"You didn't tell him."

Rose hardly hears the words. Not because she's loud, she stopped crying hours ago. She forgets to exist as Rose Tyler.

After a long silence, she finally whispers, "I couldn't, Mum." Her throat catches the words, like it was trying to stop her from speaking. It doesn't want to.

Her mother once again wraps arms around her and holds her. She feels like a child again, needing her mother to hold her because she scraped a knee. Only she doesn't have a scraped knee, and instead she's mourning the love of her life, who is still alive. "I know, sweetheart."

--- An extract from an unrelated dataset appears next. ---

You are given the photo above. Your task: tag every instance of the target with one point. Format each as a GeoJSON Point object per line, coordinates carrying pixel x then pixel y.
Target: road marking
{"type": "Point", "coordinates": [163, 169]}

"Do you, though, Mum?" Rose yanks herself away from her mother's grasp. "Do you really think that you know how it feels? I mean, I know you lost Dad, and that was hard, but this is so different." She ran her fingers through her hair and turned away from her mother. "Because the Doctor is so different, and we never had even a thought of settling down. I was going to travel with him and his TARDIS for the rest of my life. And then everything happens so fast, and I find myself here, and I have to learn to live without him. Just as an extra kicker, I find out I'm having a baby, and I just so happen to get to say goodbye."

Jackie hesitates, perhaps for the first time in her life, to comment.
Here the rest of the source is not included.